An Asian diplomat said “everyone around the world was a little bit anxious” about where the U.S.-China relationship was headed after Alaska.
Toning down the rhetoric also made sense for Xi, who over the next year wants smooth sailing for hugely important national events, including the Beijing Winter Olympics in February, and a Communist Party Congress where he is set to secure an unprecedented third term as party boss.
“Not disrupting either of these means that you have to have some managed relationship between the U.S. and China,” the diplomat told Reuters. “You minimize the risk of conflict in what is actually a very important 12 months for Xi Jinping domestically.”

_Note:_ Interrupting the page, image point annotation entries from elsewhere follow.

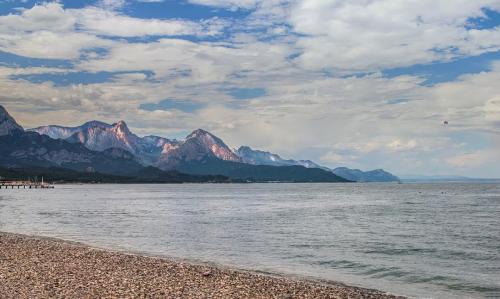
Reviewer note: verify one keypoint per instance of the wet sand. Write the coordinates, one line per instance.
(37, 267)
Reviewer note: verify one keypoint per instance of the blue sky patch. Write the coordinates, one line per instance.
(448, 71)
(491, 20)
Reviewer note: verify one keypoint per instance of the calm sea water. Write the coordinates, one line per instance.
(420, 240)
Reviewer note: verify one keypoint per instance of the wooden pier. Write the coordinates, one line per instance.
(25, 185)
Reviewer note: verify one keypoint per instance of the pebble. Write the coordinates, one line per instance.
(37, 267)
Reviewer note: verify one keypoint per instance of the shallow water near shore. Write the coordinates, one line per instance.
(420, 240)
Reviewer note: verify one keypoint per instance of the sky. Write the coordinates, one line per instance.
(359, 83)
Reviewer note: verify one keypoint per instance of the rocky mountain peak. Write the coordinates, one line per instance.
(8, 124)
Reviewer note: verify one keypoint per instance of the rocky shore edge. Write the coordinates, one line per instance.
(39, 267)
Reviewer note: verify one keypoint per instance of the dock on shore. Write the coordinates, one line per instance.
(25, 185)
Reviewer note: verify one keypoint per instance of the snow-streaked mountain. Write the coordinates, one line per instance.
(59, 132)
(197, 146)
(150, 150)
(8, 124)
(256, 157)
(99, 136)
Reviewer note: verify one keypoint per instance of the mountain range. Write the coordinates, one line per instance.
(113, 149)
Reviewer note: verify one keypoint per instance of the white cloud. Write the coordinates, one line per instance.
(232, 4)
(111, 4)
(110, 23)
(369, 35)
(305, 113)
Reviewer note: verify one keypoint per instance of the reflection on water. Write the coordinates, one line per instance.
(429, 240)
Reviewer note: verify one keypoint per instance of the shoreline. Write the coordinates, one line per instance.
(40, 267)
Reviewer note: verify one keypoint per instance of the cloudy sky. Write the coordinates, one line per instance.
(360, 83)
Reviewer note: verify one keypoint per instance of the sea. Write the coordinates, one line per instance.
(420, 240)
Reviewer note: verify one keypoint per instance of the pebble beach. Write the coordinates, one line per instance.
(38, 267)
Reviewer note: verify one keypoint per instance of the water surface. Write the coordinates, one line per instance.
(420, 240)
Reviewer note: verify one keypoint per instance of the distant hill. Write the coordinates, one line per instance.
(257, 157)
(444, 179)
(113, 150)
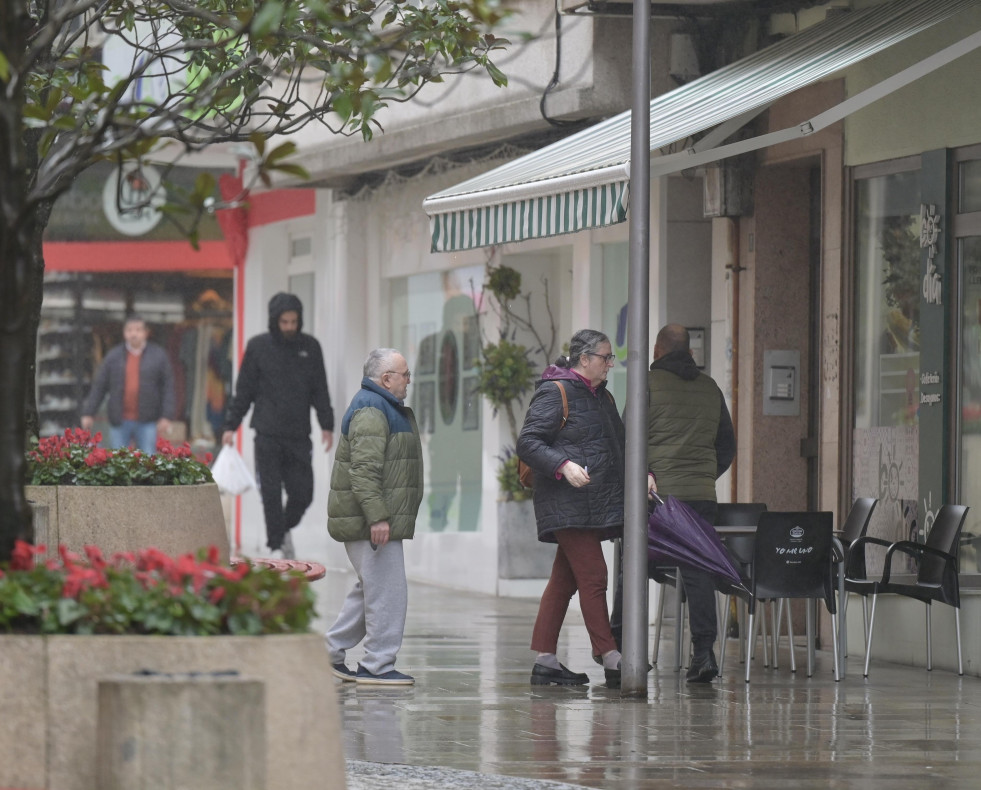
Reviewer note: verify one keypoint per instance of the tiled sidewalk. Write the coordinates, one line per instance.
(472, 709)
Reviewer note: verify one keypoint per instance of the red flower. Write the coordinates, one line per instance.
(98, 457)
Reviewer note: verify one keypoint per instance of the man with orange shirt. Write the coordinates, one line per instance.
(139, 380)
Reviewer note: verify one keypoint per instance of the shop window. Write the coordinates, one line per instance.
(188, 314)
(887, 349)
(612, 282)
(434, 323)
(969, 440)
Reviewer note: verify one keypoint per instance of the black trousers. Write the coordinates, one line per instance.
(283, 464)
(699, 589)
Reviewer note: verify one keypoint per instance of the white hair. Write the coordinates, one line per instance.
(378, 362)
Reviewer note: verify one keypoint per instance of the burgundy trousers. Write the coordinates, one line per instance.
(579, 566)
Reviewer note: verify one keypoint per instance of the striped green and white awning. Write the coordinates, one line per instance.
(532, 218)
(582, 181)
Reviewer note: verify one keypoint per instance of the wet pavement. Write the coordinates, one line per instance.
(473, 719)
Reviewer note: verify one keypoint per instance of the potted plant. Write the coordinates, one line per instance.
(70, 620)
(506, 374)
(122, 499)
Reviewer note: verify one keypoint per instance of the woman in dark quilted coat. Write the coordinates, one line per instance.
(578, 467)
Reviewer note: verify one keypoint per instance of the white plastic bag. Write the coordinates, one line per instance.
(230, 472)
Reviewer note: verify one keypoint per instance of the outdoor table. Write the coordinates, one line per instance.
(747, 531)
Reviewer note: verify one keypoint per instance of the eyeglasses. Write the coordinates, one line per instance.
(608, 358)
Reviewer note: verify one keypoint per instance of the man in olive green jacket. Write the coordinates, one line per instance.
(690, 443)
(376, 489)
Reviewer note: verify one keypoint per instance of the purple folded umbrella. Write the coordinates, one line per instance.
(677, 535)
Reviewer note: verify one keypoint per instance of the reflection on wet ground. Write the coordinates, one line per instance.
(472, 708)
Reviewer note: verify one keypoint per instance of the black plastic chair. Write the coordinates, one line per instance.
(737, 514)
(936, 579)
(669, 576)
(793, 557)
(855, 526)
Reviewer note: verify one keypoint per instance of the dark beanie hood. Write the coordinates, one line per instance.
(283, 303)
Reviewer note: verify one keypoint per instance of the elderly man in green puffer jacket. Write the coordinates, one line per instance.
(376, 489)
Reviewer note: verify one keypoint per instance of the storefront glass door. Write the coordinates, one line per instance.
(969, 433)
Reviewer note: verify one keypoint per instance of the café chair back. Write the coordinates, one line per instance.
(936, 574)
(737, 514)
(793, 557)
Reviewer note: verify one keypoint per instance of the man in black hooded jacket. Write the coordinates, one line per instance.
(281, 377)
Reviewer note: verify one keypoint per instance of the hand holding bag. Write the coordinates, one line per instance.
(231, 473)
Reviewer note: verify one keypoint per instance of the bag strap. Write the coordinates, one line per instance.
(565, 403)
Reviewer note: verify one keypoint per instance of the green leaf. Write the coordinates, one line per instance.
(268, 19)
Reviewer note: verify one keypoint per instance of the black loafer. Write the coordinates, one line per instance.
(544, 676)
(703, 669)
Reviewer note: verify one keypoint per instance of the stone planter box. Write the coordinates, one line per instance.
(519, 554)
(174, 519)
(49, 702)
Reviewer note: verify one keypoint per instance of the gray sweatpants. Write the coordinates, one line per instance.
(375, 609)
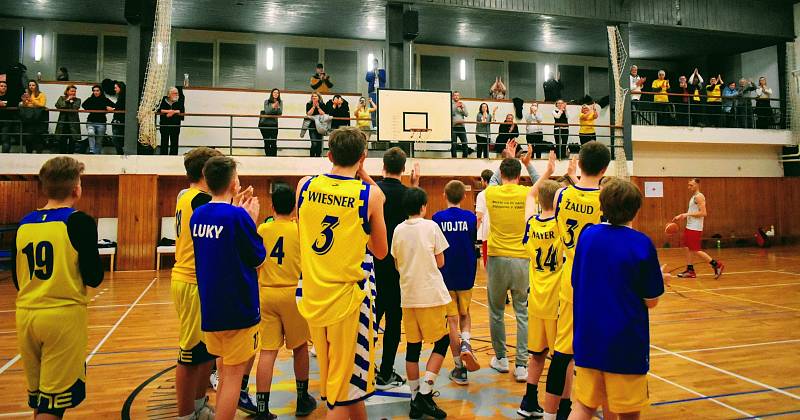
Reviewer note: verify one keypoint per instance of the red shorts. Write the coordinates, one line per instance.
(692, 238)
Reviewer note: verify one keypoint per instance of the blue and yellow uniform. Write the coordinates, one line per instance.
(337, 290)
(547, 259)
(192, 347)
(228, 252)
(576, 209)
(55, 259)
(278, 278)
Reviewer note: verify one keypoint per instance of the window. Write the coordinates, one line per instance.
(195, 59)
(115, 57)
(485, 73)
(434, 72)
(521, 80)
(598, 82)
(237, 65)
(300, 63)
(9, 54)
(78, 53)
(343, 68)
(572, 78)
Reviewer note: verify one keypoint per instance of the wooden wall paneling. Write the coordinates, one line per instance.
(138, 222)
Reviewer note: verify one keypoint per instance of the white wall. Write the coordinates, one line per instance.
(763, 62)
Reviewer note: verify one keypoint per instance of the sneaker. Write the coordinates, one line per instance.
(247, 403)
(500, 365)
(468, 357)
(718, 270)
(214, 380)
(459, 375)
(529, 408)
(423, 405)
(306, 404)
(521, 374)
(393, 381)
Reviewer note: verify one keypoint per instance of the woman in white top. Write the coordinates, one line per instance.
(763, 106)
(533, 131)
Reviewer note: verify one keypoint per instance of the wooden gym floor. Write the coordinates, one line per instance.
(721, 349)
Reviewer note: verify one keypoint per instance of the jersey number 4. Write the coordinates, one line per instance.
(326, 236)
(40, 259)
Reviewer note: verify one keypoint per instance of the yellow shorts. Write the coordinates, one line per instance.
(191, 340)
(541, 334)
(235, 346)
(459, 305)
(564, 329)
(625, 393)
(425, 324)
(280, 319)
(52, 347)
(346, 357)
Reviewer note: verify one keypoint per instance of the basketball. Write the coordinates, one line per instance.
(671, 228)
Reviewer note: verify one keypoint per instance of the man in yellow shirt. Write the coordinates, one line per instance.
(507, 265)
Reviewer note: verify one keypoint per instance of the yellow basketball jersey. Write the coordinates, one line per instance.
(188, 200)
(47, 263)
(577, 208)
(334, 230)
(282, 242)
(546, 252)
(506, 207)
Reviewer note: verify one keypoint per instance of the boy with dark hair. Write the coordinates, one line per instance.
(228, 251)
(576, 208)
(546, 260)
(341, 228)
(612, 333)
(194, 360)
(460, 229)
(281, 322)
(387, 302)
(55, 258)
(418, 250)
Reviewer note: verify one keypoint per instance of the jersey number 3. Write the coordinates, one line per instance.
(40, 259)
(324, 243)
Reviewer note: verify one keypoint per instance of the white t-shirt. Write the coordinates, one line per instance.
(480, 207)
(414, 247)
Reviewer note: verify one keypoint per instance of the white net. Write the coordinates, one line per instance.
(155, 78)
(619, 58)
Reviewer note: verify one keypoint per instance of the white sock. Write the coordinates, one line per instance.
(413, 384)
(426, 385)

Hanging over the Beijing Games is Washington’s charge that China is committing “genocide” against Muslims in its Xinjiang region, although Biden officials have so far demurred in the face of calls by rights groups and U.S. legislators for a diplomatic boycott of the event.
Still, with disagreements abounding, U.S. officials insist it is a mistake to see a “thaw” in relations.
The administration has recently expressed concern about evidence of a nuclear build-up by China and its work on hypersonic missiles, and has also accused China of ramping up military activity in an effort to intimidate democratic Taiwan.
On Wednesday, Biden’s nominee to be ambassador to China, Nicholas Burns, called China Washington’s “most dangerous competitor” and said the United States needed to work closely with allies.
“We have partners who believe in us and the Chinese really do not,” he said. “I think President Biden has tried to emphasize the need for us to be very closely aligned … (with) our treaty allies, our defense partners.”